Future Panel des Tagesspiegel und des Deutschen Instituts für Wirtschaftsforschung / Wirtschaftsminister Clement: „Berlin ist eine faszinierende Stadt“

Berlin (uwe). Der deutschen Wirtschaft geht es schlecht, der Berliner Wirtschaft geht es schlechter. Auf diesen Satz bringen die Teilnehmer des Berlin Future Panel die Aussichten für die Wirtschaft der Bundeshauptstadt im Jahr 2003. Zum ersten Mal seit fünf Jahren glaubt kein einziger Teilnehmer der Runde, dass sich die wirtschaftliche Lage Berlins in diesem Jahr verbessern wird. Zwei Drittel der Teilnehmer sagen, dass die Lage unverändert bleiben werde, etwa ein Drittel erwartet eine Verschlechterung.

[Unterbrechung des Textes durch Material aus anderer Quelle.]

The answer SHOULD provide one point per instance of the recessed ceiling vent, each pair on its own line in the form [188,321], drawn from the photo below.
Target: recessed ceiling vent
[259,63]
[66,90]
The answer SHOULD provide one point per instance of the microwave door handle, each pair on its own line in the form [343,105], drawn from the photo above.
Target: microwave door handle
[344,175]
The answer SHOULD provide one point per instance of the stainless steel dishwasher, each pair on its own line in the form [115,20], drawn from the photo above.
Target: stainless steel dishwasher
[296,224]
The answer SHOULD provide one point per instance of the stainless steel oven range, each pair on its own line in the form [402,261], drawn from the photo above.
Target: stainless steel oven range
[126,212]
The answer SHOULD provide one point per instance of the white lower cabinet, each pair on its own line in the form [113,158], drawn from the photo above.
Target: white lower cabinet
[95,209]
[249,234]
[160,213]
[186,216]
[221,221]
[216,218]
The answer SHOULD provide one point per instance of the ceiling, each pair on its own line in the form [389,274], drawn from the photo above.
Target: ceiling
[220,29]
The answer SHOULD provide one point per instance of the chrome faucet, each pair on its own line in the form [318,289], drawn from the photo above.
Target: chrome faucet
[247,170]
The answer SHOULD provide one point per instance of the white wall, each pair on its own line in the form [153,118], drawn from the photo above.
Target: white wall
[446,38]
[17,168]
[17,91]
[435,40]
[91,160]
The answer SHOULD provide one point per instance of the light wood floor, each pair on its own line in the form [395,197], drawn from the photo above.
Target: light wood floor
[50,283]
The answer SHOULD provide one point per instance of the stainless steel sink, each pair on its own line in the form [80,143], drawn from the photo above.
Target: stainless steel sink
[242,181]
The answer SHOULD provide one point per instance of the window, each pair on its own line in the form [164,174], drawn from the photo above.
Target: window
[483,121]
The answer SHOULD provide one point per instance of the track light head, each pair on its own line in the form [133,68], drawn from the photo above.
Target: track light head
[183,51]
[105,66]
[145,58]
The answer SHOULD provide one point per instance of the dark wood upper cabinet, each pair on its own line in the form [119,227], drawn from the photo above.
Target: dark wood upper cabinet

Das Berlin Future Panel ist eine Runde von Berliner Managern, Wissenschaftlern und Unternehmern, die vom Tagesspiegel und vom Deutschen Institut für Wirtschaftsforschung (DIW) zwei Mal im Jahr zur wirtschaftlichen Lage der Hauptstadt befragt werden. Während die Gesamtlage aktuell pessimistisch eingeschätzt wird, sehen die Teilnehmer die eigene Branche positiver: Immerhin ein Drittel erwartet, dass sich die Lage im eigenen Unternehmen im Lauf des Jahres 2003 aufhellt.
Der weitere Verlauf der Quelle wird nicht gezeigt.